Releases and Waivers are Prohibited

An employer is not allowed to condition the final paycheck on the execution of a release of liability or waiver of rights.32 Any release signed by an employee under these conditions is null and void, and any employer who requires an employee to sign a release is guilty of a misdemeanor.33

If, however, an employer pays an amount that is admittedly due, and there is still a good faith dispute about the rest of the wages owed, the employer and employee may reach a compromise. If the employer and employee agree on a settlement of unpaid wages, a release does not violate the law.34

Chapter 3

How Vacation Pay Is Treated

California Employment Law Visual

In California, employers are not required to offer vacation pay to their employees.35 However, employers who offer vacation must follow certain rules.
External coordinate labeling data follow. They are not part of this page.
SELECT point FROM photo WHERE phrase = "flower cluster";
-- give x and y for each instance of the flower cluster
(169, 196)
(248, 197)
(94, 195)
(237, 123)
California law regards a paid vacation as a form of wages. Vacation days are compensation for the labor workers perform, but the payment is delayed until the worker takes the vacation. The right to a paid vacation vests or accrues when the employee performs the work that entitles the employee to a paid vacation.36

Vacation time is treated the same as any other form of wages. If an employee does not use all of their vacation time, the employer must pay the employee all remaining vested vacation time.

Accrued vacation pay must be paid: to the employee immediately when the employer discharges the employee, within 72 hours if an employee quits with notice, and no later than 72 hours after an employee quits without notice.37

Example

An employment agreement gives the employee the right to take two weeks of paid vacation after one year of work. If the employee is terminated after six months of work, the employee has earned half of the paid vacation. The employee is entitled to one week of extra wages at the time of termination.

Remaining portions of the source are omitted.